“What an extent of prophecy, and how firm a faith in the whole of it do we see here! (says Dr. Priestly.) The Israelites were not then in the land of Canaan. It was occupied by nations far more numerous, and powerful than they; and yet it is distinctly foretold in the 4th ch. that they would soon take possession of it, and multiply in it: and that afterwards they would offend God by their idolatry, and wickedness, and would in con-sequence of it be driven out of their country; and without being exterminated or lost, be scattered among the nations of the world; that by this dispersion, and their calamities, they would at length be reformed, and restored to the divine favour, and that then (as in the quotation) in the latter days they would be gathered from all nations, and restored to their own country, when they would observe all the laws which were then prescribed to them. Past history, and present appearances, correspond with such wonderful exactness to what has been fulfilled of this prophecy, that we can have no doubt with respect to the complete accomplishment of what remains to be fulfilled of it.”

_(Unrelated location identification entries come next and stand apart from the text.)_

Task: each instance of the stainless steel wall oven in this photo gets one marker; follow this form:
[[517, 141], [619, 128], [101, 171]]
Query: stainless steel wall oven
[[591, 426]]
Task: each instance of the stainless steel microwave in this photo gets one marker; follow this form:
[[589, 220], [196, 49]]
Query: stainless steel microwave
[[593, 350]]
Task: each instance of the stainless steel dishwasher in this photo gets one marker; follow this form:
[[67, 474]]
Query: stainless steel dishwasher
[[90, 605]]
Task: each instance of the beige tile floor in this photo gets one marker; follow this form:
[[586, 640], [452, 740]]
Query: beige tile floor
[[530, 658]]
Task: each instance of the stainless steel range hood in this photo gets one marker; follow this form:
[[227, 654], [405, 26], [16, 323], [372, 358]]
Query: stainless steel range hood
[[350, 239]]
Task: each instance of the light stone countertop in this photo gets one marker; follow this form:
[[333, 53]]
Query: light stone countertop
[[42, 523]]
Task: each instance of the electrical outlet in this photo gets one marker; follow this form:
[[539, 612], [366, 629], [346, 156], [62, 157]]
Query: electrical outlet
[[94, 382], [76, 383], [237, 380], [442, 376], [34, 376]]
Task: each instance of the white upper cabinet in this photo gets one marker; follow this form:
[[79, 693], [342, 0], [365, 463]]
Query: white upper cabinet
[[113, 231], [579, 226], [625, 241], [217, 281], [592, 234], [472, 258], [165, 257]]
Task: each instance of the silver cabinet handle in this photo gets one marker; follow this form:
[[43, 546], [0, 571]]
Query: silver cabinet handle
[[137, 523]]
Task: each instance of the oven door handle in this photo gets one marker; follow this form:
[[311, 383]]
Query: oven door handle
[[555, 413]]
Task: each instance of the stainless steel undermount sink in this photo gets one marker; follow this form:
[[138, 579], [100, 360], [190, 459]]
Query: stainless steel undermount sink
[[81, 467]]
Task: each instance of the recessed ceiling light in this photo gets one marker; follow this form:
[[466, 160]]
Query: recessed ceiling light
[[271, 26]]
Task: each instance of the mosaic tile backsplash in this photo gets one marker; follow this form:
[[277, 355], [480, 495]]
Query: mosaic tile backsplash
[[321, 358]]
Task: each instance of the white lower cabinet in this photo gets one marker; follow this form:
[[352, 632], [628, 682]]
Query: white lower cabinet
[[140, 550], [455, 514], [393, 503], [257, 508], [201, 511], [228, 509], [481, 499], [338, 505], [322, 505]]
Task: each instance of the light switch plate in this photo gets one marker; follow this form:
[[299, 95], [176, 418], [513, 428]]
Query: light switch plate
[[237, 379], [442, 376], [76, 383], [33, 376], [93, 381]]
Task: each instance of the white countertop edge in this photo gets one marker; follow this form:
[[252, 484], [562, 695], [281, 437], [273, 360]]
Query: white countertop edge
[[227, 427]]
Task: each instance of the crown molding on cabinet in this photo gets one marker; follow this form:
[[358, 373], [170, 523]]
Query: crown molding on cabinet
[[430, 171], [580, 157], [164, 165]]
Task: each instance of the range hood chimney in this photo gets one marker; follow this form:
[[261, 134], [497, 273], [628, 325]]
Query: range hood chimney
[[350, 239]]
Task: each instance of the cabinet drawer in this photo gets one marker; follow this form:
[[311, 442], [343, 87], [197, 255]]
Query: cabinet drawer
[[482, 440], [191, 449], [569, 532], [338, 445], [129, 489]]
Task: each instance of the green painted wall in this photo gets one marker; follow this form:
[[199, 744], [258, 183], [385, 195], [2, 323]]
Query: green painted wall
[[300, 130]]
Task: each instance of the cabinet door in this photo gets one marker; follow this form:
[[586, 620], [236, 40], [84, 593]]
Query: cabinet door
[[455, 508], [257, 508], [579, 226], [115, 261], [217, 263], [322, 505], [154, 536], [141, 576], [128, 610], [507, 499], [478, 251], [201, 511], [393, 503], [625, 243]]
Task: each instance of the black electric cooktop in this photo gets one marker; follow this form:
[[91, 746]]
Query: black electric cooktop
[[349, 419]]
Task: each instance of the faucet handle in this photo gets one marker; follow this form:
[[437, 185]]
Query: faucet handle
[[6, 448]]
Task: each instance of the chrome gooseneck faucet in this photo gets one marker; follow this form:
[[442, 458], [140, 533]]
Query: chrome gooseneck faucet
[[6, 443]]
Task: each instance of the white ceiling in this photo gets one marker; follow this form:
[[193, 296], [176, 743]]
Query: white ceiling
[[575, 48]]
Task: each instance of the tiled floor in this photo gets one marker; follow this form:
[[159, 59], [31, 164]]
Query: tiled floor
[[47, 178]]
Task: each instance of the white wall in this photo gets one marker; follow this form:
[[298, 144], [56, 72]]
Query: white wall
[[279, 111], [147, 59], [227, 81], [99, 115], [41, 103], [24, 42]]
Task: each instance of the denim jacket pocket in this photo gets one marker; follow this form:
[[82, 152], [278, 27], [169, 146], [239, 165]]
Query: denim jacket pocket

What was first announced by Moses, is repeated by Isaiah and other prophets, assuring them of their certain return wherever dispersed, to their own land in the latter days; and that they should have the undisturbed possession of it to the end of time.
It has been objected, that the term “for ever” is not always to be understood in its greatest extant, but is to be interpreted according to circumstances. This for the sake of saving time I will acknowledge. But the circumstances in which this phrase is used in the passages already adduced, and in a number of others of similar import which might be adduced, clearly indicate, that it is to be understood in those passages to mean a period as long as the duration of the Israelitish nation, which elsewhere is said to continue to the end of the world.
For this reason, among others, this final return of the Jews from their present dispersed state, cannot at any rate be said to have been accomplished at their return from the Babylonish captivity.
For that captivity was not by any means such a total dispersion of the people among all nations, as Moses, and the later prophets have foretold. Nor does their possession of the country subsequent to it, at all correspond to that state of peace, and prosperity, which was promised to succeed this final return.